Mais la grenouille, féminisation du crapaud, est moins aujourd’hui symbole de bêtise que de babil et de bavardage inconsidéré.
   Dans l’Antiquité, la grenouille était « une plaie » : comme la sauterelle, elle faisait partie de cette faune incertaine, mi-normale, mi-monstrueuse, représentant les vestiges du chaos primordial où les animaux hésitaient encore entre l’eau et la terre, entre le monde aquatique et le ciel. Au Moyen Age et jusque chez Victor Hugo, la grenouille reste associée à l’univers des crapauds, des lézards, des serpents même. Bête des marécages, sortant de son obscur habitat à la nuit tombée pour honorer la nuit ou la lune de son coassement inhumain et pourtant mélodique, elle est bénéfique et maléfique. Ambivalence que l’on retrouve dans de nombreuses légendes. Le batracien est cependant un animal lunaire avant tout. Il subit des métamorphoses. Du têtard, le gyrin de Rabelais, à sa nature adulte, accroupie, expectative, capable de s’enfler au point d’éclater. Et cet enflement est encore une métamorphose. G. Durand souligne que « la grenouille, comme le lièvre, habite et hante la lune et joue le rôle d’avaleuse diluviale associée à la pluie et à la fécondité ».
   Animal lunaire associé à la pluie, la grenouille devient baromètre, montant et descendant son échelle pour prédire aux hommes le temps qu’il fera. Symboliquement elle vire du rose au bleu selon les normes modernes de l’information divinatoire. En réalité, la grenouille est verte : c’est un symbole de résurrection et d’espérance. Selon Maspéro, les premiers chrétiens figuraient la Résurrection pascale sous l’emblème d’une grenouille placée au centre d’un lotus. Les Egyptiens en avait fait l’hiéroglyphe du renouvellement en raison, encore, de ses métamorphoses, et le symbole de la curiosité.
   On remarquera sur le célèbre tableau de Jérôme Bosch, l’escamoteur, qui met en dérision cette curiosité mauvaise conseillère, une grenouille sur la table du bateleur. Fraenger nous rappelle (op. cit. p. 253 et 262) que la grenouille était l’idole de la secte hérétique des Ebionites et « symbole gnostique traditionnel de l’androgynie comme de la résurrection et de l’immortalité ».  Cette grenouille gnostique apparaît ailleurs dans plusieurs tableaux de Bosch en particulier dans la Tentation de Lisbonne où elle incarne, toujours selon Fraenger, l’aberration hérétique, la tentation et la perversion satanique.
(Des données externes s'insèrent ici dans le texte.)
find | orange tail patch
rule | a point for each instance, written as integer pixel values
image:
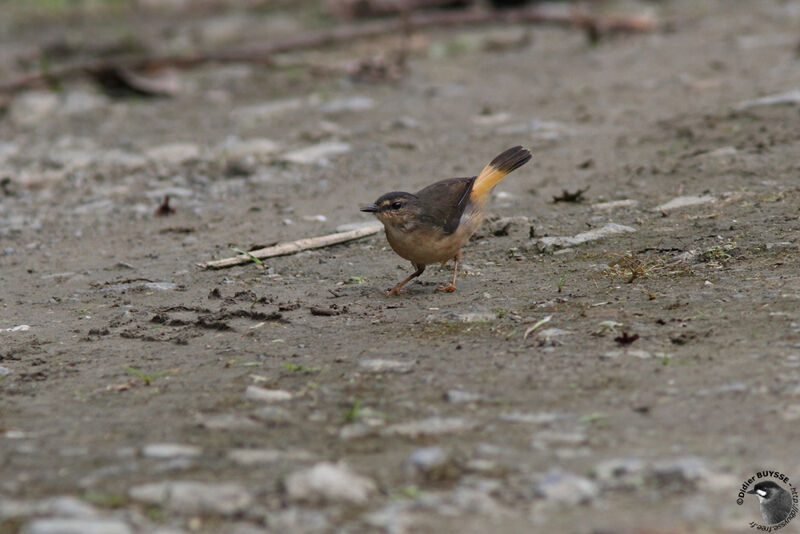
(511, 159)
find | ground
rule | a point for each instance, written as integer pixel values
(668, 372)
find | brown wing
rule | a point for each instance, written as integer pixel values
(444, 202)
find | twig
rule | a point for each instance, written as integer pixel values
(594, 26)
(294, 247)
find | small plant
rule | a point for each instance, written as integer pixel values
(354, 412)
(146, 378)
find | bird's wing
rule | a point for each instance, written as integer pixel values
(444, 202)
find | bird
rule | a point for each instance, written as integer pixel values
(431, 225)
(775, 502)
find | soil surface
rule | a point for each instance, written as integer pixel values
(667, 373)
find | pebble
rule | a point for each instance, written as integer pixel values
(80, 102)
(538, 129)
(297, 520)
(615, 205)
(329, 482)
(76, 526)
(620, 473)
(791, 97)
(683, 202)
(175, 154)
(386, 366)
(316, 154)
(170, 450)
(349, 227)
(534, 418)
(62, 506)
(256, 393)
(249, 457)
(730, 387)
(566, 488)
(425, 460)
(433, 426)
(721, 152)
(228, 422)
(394, 518)
(458, 396)
(32, 107)
(269, 109)
(273, 415)
(194, 497)
(351, 103)
(610, 229)
(462, 317)
(237, 148)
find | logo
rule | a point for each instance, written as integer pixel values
(776, 496)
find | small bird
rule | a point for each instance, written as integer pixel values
(431, 225)
(775, 502)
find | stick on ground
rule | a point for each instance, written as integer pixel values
(262, 53)
(293, 247)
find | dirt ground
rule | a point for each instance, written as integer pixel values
(668, 373)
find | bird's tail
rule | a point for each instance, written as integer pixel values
(510, 160)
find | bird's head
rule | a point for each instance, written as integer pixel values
(396, 209)
(766, 490)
L’église la retrouve dans ses bénitiers. Avant que l’on désigne par l’expression « grenouille de bénitier » une bigote qui frise l’hérésie en exagérant sa religiosité, il était convenu de sculpter au fond des bénitiers un crapaud ou une grenouille qui figurait le démon ainsi exorcisé sous deux doigts d’eau bénite.
   On consultera si l’on peut, l’Histoire des grenouilles de A.J. Roesel (1758) dont les planches admirables mêlent la fiction et l’exactitude scientifique.